Neptune DAO: Decentralized Liquidity for Scaled Yield

Noam Hof
DeepDAO
Published in
5 min readAug 18, 2021

tl;dr

Neptune is a tokenless liquidity DAO supported by OpenLaw and, The LAO and Flamingo DAO. It is governed by the majority rule of its max. 99 members to invest in cutting-edge crypto initiatives. It restricts power gaps between its members and keeps most of its affairs private and accessible to members only.

About

The Neptune DAO is the first DAO to focus on Liquidity management. It aims to provide liquidity and support to DeFi/NFT and other protocols. Built on Moloch, it got deployed on-chain on 2 April, 2021, and its current 71 membership seats sold out off the bat. The initial buy-in was 60 Eth, and the sale got Neptune’s initial treasury to a total of 10,200 Ether (data: Neptune on DeepDAO & correspondence with Neptune).

Of that treasury, 6,539.81 Ether had already been allocated at the time of writing. According to Neptune’s proposals data and its documents, the funds (minus fees and expenses) were allocated to five Side Pockets — approved accounts designated by the members towards specific investment strategies. As of July 29th 2021, Neptune registered 12 such strategies, the details of which are not publicly disclosed.

Neptune was incubated by The LAO and another LAO offspring, Flamingo DAO, members of which reportedly make up an important part of its membership. It is an implementation of OpenLaw’s and The LAO’s vision to decentralize legacy functions on-chain through Limited Liability Company DAOs. Neptune thus leverages the wisdom and financial resources of its DAOist members to identify cutting-edge crypto projects and approach them with decentralized liquidity and expert advice.

How do I join?

A Neptune Member may be an individual or another legal entity. Following legal and other considerations, Neptune allows a maximum of 99 Members.
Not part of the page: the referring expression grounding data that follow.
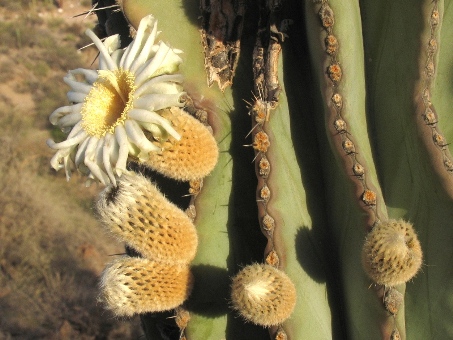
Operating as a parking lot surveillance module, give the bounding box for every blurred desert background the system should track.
[0,0,143,340]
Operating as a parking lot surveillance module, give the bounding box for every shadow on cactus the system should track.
[48,0,453,339]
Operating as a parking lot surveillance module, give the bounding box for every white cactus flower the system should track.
[47,15,185,185]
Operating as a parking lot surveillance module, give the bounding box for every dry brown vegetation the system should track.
[0,0,142,339]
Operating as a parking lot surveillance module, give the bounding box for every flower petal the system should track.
[135,42,182,87]
[120,15,156,70]
[47,131,87,150]
[124,119,160,160]
[63,73,92,94]
[50,148,71,171]
[69,68,98,85]
[115,125,129,176]
[129,20,158,73]
[57,112,82,129]
[102,133,116,186]
[74,137,92,168]
[85,29,118,70]
[134,92,186,111]
[67,91,87,103]
[49,103,83,125]
[134,74,184,98]
[84,137,109,185]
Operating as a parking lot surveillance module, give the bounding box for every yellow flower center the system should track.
[81,68,136,138]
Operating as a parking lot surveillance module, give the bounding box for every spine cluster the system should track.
[97,174,198,316]
[421,0,453,173]
[97,96,218,338]
[316,0,422,340]
[231,3,296,340]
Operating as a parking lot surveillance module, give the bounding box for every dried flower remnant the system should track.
[47,15,185,185]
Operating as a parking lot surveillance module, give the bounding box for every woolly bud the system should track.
[144,107,219,181]
[362,220,422,286]
[231,264,296,327]
[97,174,198,263]
[101,256,193,316]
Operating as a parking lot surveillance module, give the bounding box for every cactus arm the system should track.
[264,53,334,339]
[85,0,453,340]
[306,1,405,339]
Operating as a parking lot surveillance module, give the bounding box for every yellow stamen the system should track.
[81,69,136,138]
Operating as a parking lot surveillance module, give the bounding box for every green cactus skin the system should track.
[85,0,453,340]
As of August 2021, it is contemplating new members. As Neptune is set “to create additional liquidity-focused DAOs, independently operated but adjacent to Neptune”, these future DAOs may become similar venues for participation.

Prospective members should be aware that every member of Neptune must first be acknowledged by the DAO as a legitimate accredited investor as by U.S. law. This carries a set of documentation demands essentially aiming to convince that one is (1) financially solid enough to risk $US 100K’s; (2) a risk-aware risk-taker; and (3) knowledgeable and experienced enough in the relevant trades.

Public updates by Neptune appear mainly on its Twitter account, and sometimes on the LAO-Flamingo-Neptune Telegram channel.

Ser, what about the Token?

Neptune DAO does not have a minted token. Rather, it uses Neptune units to represent DAO ownership and governance. Neptune units are not meant to be transferred, but may be so upon their owner’s request and majority approval.

Ownership is endowed by packages of 100,000 Neptune units, which stand for 1% of the DAO each. Each Member may buy-in between 1%-9% of the DAO for 60 Ether per package. The total 10,200 Ether raised therefore represent 170 such unit packages, unevenly distributed among members.

Governance

Strong majority rule: Neptune’s documents repeatedly assert its members’ ownership, control, and complete agency over any decisions. Indeed, a majority of Neptune Members may set or change, permanently or ad-hoc, any parameter, strategy or rule of the DAO, or even wind down Neptune altogether. Members may also delegate their voting rights to other Members, or rage-quit the DAO at any time.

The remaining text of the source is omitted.